Entrevistas

Fray Abel de Jesús: «Va a haber un resurgir en la Iglesia»

Abel Hernández Llanos es un joven tinerfeño (Los Realejos), de 28 años. El día de su profesión religiosa en la Orden de los Carmelitas Descalzos se convirtió en fray Abel de Jesús, OCD, y descubrió la llamada a una misión especial. 

Hoy, tiene un canal de YouTube que alcanza casi 20.000 suscriptores y crece exponencialmente. Además, siembra una fecunda semilla por medio de las redes sociales. Por otro lado, le encanta pintar y suele expresar de esa manera su fe y su devoción.
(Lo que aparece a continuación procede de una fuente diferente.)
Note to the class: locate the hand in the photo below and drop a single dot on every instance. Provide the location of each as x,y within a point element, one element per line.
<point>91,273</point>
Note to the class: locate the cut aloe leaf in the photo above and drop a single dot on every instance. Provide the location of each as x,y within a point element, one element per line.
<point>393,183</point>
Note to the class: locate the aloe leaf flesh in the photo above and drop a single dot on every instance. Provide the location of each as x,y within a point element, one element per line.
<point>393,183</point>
Y, por si fuera poco, acaba de publicar un libro llamado Internet y vida contemplativa. Cómo hacer que tu espiritualidad sobreviva en la era digital, con PPC.

Toda esta labor le ha llevado a aparecer en diversos medios de comunicación tradicionales, como La Razón, quien lo ha denominado “el pensador millennial  más potente del hecho religioso en nuestro país”. Jóvenes Católicos también ha tenido acceso a este testimonio, en una entrevista personal con Fray Abel:

¿Cómo se te ocurrió transmitir tu fe a través de las redes, a través de internet?
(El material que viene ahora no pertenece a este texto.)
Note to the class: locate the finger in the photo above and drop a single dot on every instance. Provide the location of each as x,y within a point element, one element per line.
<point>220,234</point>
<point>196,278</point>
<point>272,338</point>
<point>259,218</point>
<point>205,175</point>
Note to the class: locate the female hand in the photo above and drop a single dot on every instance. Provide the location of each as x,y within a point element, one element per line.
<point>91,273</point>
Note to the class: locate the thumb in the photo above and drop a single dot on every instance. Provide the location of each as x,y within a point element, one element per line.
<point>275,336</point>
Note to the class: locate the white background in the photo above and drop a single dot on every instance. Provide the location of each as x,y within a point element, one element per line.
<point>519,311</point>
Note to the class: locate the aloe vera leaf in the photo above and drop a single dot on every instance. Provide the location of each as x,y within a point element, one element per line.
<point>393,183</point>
En realidad, no fue una cosa que se me ocurriera, sino que yo lo sentí como una vocación. Me parece importante. Fue el día de mi profesión religiosa que yo experimenté, de alguna manera y contra todos mis planes, que el Señor me llamaba a evangelizar en YouTube. Fue una llamada bastante concreta y así la experimenté en aquel momento, a pesar de que por aquel entonces no solía usar las redes. De hecho, vivía prácticamente en la abstinencia digital desde que entré a la orden. Y eso, a pesar de que tenía ciertos estudios de Comunicación, hechos cuando yo estuve en el seminario diocesano, donde pasé casi cinco cursos. 

Tenía gran interés por los medios de comunicación, pero también había renunciado a ello, por así decirlo. En virtud de mi vocación contemplativa. Sin embargo, ese día experimenté que el Señor me llamaba; y, cuando el Señor llama, ¡casi no hay nada que hacer! Uno tiene que lanzarse a la misión que el Señor le pide. En ese momento, lo que hice fue comenzar un discernimiento con los superiores, con los acompañantes… que terminó con la apertura del canal de YouTube.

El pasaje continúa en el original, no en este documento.